What are the main differences between GT and DD?

These companies operate in different sectors (GT (Consumer Cyclical) and DD (Basic Materials)), which means they face different economic cycles, regulatory environments, and macro sensitivities — making direct comparison nuanced.

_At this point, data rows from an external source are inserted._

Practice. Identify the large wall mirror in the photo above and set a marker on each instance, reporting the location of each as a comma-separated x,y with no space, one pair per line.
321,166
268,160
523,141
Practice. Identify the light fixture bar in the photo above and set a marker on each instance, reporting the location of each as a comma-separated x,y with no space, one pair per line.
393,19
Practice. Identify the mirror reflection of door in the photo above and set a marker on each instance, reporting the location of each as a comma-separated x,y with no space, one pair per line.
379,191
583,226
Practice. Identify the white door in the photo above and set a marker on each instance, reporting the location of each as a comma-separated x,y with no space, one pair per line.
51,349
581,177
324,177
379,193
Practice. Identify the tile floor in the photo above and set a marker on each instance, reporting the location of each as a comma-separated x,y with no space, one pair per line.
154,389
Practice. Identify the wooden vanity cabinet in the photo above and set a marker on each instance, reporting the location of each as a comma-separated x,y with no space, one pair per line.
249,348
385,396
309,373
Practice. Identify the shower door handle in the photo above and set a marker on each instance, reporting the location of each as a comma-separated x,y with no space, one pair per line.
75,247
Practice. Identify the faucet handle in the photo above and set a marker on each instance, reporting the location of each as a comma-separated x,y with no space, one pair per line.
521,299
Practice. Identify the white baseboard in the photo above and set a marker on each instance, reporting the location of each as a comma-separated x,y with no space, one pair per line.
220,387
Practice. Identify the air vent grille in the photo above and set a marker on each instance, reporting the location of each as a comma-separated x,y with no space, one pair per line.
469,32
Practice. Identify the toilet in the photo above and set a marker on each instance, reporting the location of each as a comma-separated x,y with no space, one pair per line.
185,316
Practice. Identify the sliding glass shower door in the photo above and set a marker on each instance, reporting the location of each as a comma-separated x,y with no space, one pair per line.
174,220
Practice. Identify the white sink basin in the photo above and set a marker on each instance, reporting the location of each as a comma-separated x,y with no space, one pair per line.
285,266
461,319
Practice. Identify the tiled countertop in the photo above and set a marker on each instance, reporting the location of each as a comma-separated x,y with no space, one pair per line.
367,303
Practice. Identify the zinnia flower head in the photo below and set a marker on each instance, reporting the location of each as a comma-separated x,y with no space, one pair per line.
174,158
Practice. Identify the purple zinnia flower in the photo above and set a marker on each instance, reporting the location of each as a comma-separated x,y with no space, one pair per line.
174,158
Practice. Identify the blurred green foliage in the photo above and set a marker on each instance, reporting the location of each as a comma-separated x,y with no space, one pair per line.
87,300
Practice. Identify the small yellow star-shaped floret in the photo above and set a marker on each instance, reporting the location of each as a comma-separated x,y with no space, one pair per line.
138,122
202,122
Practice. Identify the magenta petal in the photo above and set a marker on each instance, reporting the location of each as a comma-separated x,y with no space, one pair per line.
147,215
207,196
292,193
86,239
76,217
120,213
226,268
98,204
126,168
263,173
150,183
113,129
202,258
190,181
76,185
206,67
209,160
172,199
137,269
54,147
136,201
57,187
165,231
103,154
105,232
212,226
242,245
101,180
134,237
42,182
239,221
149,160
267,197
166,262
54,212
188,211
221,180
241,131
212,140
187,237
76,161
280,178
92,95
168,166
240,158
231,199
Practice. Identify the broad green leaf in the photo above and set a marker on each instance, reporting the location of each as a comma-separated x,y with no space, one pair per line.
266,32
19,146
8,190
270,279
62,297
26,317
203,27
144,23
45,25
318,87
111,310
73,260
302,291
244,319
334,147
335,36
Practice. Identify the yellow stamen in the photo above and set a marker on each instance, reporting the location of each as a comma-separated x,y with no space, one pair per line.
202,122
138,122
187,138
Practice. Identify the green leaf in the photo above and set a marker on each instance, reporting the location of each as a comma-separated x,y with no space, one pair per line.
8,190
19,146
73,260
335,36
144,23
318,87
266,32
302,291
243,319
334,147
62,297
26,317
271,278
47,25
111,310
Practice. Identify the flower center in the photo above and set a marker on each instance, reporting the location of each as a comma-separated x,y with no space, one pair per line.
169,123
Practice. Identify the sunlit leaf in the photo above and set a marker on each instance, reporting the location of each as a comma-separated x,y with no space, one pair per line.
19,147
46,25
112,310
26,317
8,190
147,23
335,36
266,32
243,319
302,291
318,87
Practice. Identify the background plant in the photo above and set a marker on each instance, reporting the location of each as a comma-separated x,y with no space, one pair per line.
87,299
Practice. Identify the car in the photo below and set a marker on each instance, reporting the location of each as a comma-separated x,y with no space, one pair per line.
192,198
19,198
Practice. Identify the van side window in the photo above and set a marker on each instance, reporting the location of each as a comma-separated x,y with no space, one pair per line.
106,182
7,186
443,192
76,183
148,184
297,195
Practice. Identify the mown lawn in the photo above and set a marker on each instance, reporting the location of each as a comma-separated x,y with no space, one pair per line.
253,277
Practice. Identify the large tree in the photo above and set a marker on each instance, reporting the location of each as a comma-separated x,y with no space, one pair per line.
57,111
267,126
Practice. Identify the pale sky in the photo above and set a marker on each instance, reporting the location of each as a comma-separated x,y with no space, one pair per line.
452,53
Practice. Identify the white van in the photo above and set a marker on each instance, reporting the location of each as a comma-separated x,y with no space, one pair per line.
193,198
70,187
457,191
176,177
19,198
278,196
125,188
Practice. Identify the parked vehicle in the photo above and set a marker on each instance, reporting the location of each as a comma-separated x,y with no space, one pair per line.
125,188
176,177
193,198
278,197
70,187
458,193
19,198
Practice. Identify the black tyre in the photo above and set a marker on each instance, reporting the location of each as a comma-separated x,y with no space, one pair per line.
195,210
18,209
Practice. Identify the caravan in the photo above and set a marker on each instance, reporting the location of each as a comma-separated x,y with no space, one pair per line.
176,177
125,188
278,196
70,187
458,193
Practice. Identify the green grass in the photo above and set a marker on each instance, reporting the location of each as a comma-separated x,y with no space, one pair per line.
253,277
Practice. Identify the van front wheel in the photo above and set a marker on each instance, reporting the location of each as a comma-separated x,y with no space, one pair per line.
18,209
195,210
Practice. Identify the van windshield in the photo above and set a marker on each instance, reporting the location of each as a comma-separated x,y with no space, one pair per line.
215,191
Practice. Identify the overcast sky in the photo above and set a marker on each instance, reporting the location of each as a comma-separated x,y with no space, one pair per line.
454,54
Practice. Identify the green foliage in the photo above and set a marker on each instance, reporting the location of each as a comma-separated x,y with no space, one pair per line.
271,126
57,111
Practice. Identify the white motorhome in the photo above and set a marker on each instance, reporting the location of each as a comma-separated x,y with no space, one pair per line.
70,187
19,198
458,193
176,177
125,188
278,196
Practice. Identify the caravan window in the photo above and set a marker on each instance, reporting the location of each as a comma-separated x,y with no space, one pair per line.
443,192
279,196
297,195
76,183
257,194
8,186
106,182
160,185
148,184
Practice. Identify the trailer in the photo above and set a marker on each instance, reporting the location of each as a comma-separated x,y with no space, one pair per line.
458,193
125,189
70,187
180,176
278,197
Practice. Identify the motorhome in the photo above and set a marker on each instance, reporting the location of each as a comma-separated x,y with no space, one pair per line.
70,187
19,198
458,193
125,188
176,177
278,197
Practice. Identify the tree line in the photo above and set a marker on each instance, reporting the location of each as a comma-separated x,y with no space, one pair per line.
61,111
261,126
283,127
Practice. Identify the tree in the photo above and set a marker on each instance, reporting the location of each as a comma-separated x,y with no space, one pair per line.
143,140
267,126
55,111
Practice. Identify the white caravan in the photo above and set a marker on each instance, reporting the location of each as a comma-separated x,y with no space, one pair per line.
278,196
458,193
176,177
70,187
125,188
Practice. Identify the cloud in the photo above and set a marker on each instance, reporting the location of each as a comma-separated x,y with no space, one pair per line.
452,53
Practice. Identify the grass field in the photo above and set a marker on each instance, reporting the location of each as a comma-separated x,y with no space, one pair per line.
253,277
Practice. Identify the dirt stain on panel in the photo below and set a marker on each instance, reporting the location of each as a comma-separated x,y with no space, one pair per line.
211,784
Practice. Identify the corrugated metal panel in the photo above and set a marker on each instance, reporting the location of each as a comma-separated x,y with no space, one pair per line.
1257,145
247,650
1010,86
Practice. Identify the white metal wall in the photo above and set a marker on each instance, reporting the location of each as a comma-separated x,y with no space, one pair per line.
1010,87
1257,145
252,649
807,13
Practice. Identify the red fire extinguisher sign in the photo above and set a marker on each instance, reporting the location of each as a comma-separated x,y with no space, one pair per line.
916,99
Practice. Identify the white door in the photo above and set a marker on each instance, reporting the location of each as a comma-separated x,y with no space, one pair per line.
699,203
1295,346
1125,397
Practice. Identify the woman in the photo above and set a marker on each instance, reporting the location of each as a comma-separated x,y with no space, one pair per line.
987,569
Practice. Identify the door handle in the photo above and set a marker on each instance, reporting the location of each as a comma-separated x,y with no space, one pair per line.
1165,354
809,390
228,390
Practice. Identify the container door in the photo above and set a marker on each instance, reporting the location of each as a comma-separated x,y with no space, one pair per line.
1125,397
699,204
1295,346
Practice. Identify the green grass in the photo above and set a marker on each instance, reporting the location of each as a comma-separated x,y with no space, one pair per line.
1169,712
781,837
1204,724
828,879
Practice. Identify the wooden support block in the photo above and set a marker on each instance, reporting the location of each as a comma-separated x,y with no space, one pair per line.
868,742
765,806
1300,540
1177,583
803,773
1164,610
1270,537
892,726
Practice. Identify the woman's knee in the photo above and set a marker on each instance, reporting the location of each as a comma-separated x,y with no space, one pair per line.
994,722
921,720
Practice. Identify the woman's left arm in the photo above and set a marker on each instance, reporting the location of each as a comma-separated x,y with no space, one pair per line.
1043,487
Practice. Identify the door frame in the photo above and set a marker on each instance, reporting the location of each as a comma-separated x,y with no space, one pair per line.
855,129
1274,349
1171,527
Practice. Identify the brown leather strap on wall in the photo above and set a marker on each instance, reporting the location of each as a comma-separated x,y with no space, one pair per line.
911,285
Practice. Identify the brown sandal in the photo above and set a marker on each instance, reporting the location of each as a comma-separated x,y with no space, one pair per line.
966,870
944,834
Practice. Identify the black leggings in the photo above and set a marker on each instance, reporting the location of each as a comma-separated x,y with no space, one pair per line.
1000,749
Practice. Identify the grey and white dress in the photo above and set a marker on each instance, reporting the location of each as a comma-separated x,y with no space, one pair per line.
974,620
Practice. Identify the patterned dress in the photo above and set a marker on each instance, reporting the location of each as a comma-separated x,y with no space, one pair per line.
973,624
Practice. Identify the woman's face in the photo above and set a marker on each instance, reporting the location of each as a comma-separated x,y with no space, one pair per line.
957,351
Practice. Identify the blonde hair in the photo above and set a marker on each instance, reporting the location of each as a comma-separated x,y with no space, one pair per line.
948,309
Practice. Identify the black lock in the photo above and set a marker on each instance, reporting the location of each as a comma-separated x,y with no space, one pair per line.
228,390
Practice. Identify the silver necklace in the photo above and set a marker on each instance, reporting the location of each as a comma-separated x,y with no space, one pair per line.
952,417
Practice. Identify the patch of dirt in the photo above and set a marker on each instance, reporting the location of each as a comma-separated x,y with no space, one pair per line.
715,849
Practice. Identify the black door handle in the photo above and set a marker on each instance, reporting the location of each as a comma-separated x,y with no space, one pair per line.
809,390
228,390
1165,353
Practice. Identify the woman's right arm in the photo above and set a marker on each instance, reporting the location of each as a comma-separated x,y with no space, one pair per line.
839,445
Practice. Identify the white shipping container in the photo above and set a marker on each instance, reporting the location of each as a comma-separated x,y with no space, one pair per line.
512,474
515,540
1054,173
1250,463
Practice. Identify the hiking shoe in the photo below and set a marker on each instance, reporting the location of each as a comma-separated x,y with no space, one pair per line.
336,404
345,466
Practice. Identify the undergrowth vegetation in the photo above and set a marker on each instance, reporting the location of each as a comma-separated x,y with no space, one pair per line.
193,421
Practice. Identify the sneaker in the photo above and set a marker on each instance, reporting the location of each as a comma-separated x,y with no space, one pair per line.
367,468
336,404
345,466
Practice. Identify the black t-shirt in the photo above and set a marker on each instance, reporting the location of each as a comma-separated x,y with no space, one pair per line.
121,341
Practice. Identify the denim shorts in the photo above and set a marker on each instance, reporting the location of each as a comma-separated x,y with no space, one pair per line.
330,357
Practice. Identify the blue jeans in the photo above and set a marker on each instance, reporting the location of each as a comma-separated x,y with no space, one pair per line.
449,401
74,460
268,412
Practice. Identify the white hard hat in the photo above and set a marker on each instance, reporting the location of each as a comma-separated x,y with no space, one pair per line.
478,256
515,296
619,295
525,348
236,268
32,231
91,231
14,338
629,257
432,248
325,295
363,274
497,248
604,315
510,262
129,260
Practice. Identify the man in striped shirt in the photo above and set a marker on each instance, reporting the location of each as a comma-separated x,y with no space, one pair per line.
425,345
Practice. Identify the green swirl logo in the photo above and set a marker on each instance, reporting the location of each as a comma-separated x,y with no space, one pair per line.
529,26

DD pays a dividend while GT does not, making them suitable for different income and tax situations. These fundamental differences mean investors should not choose between them on a single metric — the "better stock" depends entirely on which of these characteristics aligns with your investment strategy.

Find Stocks Like These

Explore pre-built screens for each stock's profile, or build a custom screen to find stocks that outperform both.

Stocks Like

GT

Quality Business

  • Sector: Consumer Cyclical
  • Market Cap > $100B
Run This Screen
Stocks Like

DD

Income & Dividend Stock

  • Sector: Basic Materials
  • Market Cap > $100B
  • Gross Margin > 20%
  • Dividend Yield > 1.1%
Run This Screen
Custom Screen

Beat Both

Find stocks that outperform GT and DD on the metrics below

Revenue Growth>
%
(GT: -8.7% · DD: -45.2%)

You Might Also Compare

Based on how these companies actually compete and overlap — not just which sector they're filed under.